Türk aile yapısıyla alakalı bişey. Ya amınakoyim bi şeyi de kapitalist toplum tüketim çılgınlığına bağlamayın arkadaş ya. Formatın da anasını sikeyim ayrıca. Ne kapitalist toplum amk ne tüketim çılgınlığı. Kız ay bni sikickler diye çıkmıyor işte başka bi boktan değil.
evin kızının birkaç kan bağı ve genetik yakınlık sebebiyle normalde hiç samimi olmadığı insanlarla sammimiymiş gibi davranma oyununu ve hanım hanımcık kız rolünü oynamak istememesinden de kaynaklanabilecek durumdur.

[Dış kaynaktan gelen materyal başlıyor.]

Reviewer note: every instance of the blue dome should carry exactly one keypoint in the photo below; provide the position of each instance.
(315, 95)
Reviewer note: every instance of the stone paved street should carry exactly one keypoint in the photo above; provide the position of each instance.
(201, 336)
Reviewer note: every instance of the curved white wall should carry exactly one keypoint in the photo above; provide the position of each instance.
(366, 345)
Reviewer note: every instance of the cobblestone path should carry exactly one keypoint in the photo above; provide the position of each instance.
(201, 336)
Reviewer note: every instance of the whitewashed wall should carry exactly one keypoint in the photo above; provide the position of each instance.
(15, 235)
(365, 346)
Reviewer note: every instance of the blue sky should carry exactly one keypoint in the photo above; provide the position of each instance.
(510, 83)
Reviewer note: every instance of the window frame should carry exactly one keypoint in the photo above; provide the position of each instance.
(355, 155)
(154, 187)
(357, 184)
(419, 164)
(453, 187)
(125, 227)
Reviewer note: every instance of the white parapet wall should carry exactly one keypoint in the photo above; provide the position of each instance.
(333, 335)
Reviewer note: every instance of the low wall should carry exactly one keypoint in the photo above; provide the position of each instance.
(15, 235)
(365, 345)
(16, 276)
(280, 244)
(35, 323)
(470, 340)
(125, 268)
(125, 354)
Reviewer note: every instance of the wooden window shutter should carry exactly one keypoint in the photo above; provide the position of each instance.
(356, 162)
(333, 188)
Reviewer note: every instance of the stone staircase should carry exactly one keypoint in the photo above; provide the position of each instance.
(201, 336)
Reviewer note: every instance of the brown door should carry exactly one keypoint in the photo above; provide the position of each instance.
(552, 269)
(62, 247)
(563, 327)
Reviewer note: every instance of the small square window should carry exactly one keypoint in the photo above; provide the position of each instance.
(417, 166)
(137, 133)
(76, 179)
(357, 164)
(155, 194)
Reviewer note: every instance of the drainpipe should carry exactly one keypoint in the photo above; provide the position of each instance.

kapitalist ideolojinin tam olarak istediği şeydir aslında. aile kurumunun geleneksel işlevlerini yok etmek!
bayramlarımızı, alışkanlıklarımızı, örf ve adetlerimizi, gelenek göreneklerimizi bir bir bitirmek!
peki sonrasında ne mi oluyor, aileler darmadağın oluyor. kişiler için böyle özel günlerin hiçbir anlamı kalmıyor.
giderek yalnızca bir tüketim çılgınlığına dalıyoruz. unutuyoruz bütün bu güzellikleri, güzel günleri.
efendim belki diyeceksiniz ki sende herşeyde kapitalistleşme, kapitalistleşme diyorsun be adam..
ancak bilinmelidir ki, kapitalist ideoloji aileyi yok edip insanları giderek 'bencillik' kavramına alıştırıyor.
o odadan çıkmayan çocuk için aile ortamı değil, dışarıdaki hayat cazibeli duruyor..
tabi bunun bir başka sebebi daha var. aile bireylerinin çocuklarını eğitirken onları yalnızlığı alıştırmaları.
eğer ki aile çocuklarını büyütürken, onları hiç akrabalarıyla tanıştırmamış ise çocuk özünü unutacaktır!
bu yüzden diyorum ki, onları akrabalarınızla iç içe büyütün. imkanınız yoksa bile sık sık ziyaret edin..
edin ki hem çocuk yeri geldiğinde kime boyun eğeceğini bilsin, hem de milli bilincini ve kültürünü kaybetmesin!